The days that followed settled into a gentle rhythm.
Nothing dramatic happened. No sudden twists of fate. No ominous signs of the plot Qingyue quietly feared. The world did not tremble. The sky did not darken.
Instead, there were only ordinary mornings and unremarkable afternoons — the kind that slipped past unnoticed.
But Lu Yuan noticed them.
He noticed everything.
After school, he was always there.
Sometimes near the gates, standing half in shadow. Sometimes beneath the gingko tree, fallen leaves gathering near his shoes. Once or twice at the small convenience stall across the street, pretending to study the prices written on faded cardboard.
He never called her name.
He never waved.
He simply waited.
At first, Qingyue assumed it was coincidence. Then she realized it wasn't.
When she spotted him, she would pause only briefly before walking toward him. There was no awkward greeting between them anymore. No hesitation.
He would fall into step beside her as though the space next to her had always belonged to him.
They walked home like that — close enough to sense each other's presence, but not touching.
At least, not at first.
Gradually, the distance narrowed.
Sometimes their sleeves brushed.
Sometimes their shoulders nearly aligned.
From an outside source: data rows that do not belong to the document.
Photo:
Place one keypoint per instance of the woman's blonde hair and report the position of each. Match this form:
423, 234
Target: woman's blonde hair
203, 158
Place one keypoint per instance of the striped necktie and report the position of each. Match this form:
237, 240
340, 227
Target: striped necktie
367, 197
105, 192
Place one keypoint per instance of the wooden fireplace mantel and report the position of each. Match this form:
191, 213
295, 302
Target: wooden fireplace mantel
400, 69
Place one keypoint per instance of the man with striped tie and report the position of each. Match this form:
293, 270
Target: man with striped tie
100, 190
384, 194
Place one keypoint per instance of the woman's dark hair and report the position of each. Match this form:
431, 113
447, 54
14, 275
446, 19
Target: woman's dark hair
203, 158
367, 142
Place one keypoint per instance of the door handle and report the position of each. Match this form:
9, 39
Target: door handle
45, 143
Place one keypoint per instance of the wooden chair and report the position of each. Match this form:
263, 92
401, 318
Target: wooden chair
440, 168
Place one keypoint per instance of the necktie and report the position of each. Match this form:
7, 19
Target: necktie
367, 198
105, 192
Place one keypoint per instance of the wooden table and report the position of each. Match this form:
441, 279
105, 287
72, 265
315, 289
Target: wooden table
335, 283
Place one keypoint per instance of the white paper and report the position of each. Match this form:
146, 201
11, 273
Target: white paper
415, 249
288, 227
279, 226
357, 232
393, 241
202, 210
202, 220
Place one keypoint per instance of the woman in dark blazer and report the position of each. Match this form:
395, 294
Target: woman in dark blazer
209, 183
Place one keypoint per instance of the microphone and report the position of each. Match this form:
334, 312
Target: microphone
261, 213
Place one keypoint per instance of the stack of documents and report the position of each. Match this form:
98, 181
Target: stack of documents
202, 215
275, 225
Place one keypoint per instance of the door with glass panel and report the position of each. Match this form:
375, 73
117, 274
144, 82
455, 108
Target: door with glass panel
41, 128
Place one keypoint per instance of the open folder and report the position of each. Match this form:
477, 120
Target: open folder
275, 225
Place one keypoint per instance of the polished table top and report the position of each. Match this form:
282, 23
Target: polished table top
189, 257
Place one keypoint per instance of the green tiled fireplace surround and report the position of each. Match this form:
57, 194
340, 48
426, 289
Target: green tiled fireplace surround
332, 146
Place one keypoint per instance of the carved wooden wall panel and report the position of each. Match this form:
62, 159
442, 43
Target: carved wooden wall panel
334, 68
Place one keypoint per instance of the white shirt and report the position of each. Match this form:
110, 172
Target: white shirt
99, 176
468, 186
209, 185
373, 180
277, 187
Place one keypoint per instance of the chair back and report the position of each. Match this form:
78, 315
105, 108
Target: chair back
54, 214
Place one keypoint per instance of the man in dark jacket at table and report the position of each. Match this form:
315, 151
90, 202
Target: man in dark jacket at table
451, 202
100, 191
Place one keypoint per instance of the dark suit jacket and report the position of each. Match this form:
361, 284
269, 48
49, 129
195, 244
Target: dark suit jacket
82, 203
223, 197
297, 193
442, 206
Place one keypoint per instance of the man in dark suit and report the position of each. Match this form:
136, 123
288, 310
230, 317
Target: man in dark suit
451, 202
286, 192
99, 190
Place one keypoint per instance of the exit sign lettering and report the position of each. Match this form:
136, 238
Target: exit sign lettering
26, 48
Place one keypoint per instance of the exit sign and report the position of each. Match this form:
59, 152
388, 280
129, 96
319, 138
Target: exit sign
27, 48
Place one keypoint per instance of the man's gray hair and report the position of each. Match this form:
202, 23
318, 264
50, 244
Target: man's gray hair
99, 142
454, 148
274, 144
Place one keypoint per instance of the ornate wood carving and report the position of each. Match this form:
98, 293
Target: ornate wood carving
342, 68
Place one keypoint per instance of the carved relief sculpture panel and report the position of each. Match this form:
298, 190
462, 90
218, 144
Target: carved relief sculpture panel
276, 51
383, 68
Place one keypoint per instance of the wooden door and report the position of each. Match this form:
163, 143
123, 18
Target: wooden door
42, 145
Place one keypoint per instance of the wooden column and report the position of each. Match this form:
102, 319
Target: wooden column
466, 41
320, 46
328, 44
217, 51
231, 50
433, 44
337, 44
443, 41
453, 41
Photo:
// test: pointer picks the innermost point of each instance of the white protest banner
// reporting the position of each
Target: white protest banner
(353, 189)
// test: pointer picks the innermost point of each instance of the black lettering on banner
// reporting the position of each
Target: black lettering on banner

Lu Yuan adjusted himself without thinking — slowing when she slowed, matching her stride exactly. If she stopped to look at something in a shop window, he stopped too.
He began leaving class earlier.
Not enough for teachers to question him.
Just enough to ensure he would be there before she appeared.
If she was delayed, he felt it.
A quiet restlessness crept beneath his calm exterior. His eyes would scan the crowd repeatedly, pulse ticking faster with each passing minute.
When she finally emerged, relief would settle over him so subtly that even he didn't recognize it as relief.
He only knew the tightness in his chest disappeared.
Sometimes Qingyue talked.
About a teacher who mispronounced names.
About a story she had read the night before.
About a bakery that had started selling warm red bean buns in the afternoons.
The next day, Lu Yuan arrived with one in hand.
He didn't explain how he knew she liked them.
He simply offered it, looking slightly away.
She smiled in thanks.
That smile stayed with him long after.
Other days were quieter.
They would walk in silence, footsteps echoing lightly against the pavement. The silence did not press against him the way silence did at home. It did not carry tension or waiting anger.
It was peaceful.
Safe.
When bullies appeared, the pattern repeated.
Qingyue stepped forward.
Not dramatically. Not recklessly.
Just enough to place herself between Lu Yuan and harm.
Her voice never rose, yet it carried an unwavering firmness. She did not glare. She did not threaten.
She simply stood there.
And somehow, that was enough.
Lu Yuan watched those moments carefully.
The tilt of her chin.
The steadiness in her breathing.
The absence of fear in her eyes.
He memorized it all.
He did not need to be told she would protect him.
She had already proven it.
At home, nothing improved.
His father's temper remained volatile. His mother's bitterness lingered in the air like a permanent stain. Evenings still carried the same uncertainty.
But something inside him had changed.
There was now something to endure for.
On nights when shouting filled the house, he would close his eyes and picture the walk home. The way sunlight filtered through the trees. The quiet warmth at his side.
He began measuring time differently.
Not by days.
But by how many times he would see her again.
Meanwhile, Qingyue remained unaware of the depth of it all.
To her, Lu Yuan was a timid boy who needed consistency.
She did not notice the way he subtly positioned himself between her and the road when carts passed too close.
She did not notice that he remembered every small preference she mentioned.
She did not see the flicker in his eyes when other classmates lingered too long beside her.
She believed these were simple afternoons.
Temporary.
Innocent.
But for Lu Yuan, these quiet days were not passing moments.
They were foundations.
Each shared walk reinforced something unspoken — that she would be there tomorrow. And the day after. And the day after that.
Routine, once established, is powerful.
It builds expectation.
And expectation, once rooted deeply enough, becomes necessity.
One afternoon, as they reached the usual intersection, Qingyue paused.
"I might have club activities next week," she said casually. "I may leave later than usual."
It was a simple statement.
Ordinary.
She didn't notice the way Lu Yuan's fingers stiffened at his side.
"Oh," he replied softly.
Later.
Different.
Change.
The words echoed quietly in his mind.
He nodded as though it did not matter.
But that night, sleep did not come easily.
For now, they were still only children walking home together.
The sky remained clear.
The streets remained calm.
But beneath the quiet surface of these gentle days, something was growing — stretching invisible roots into the spaces between them.
And roots, once buried deep enough, are not easily removed.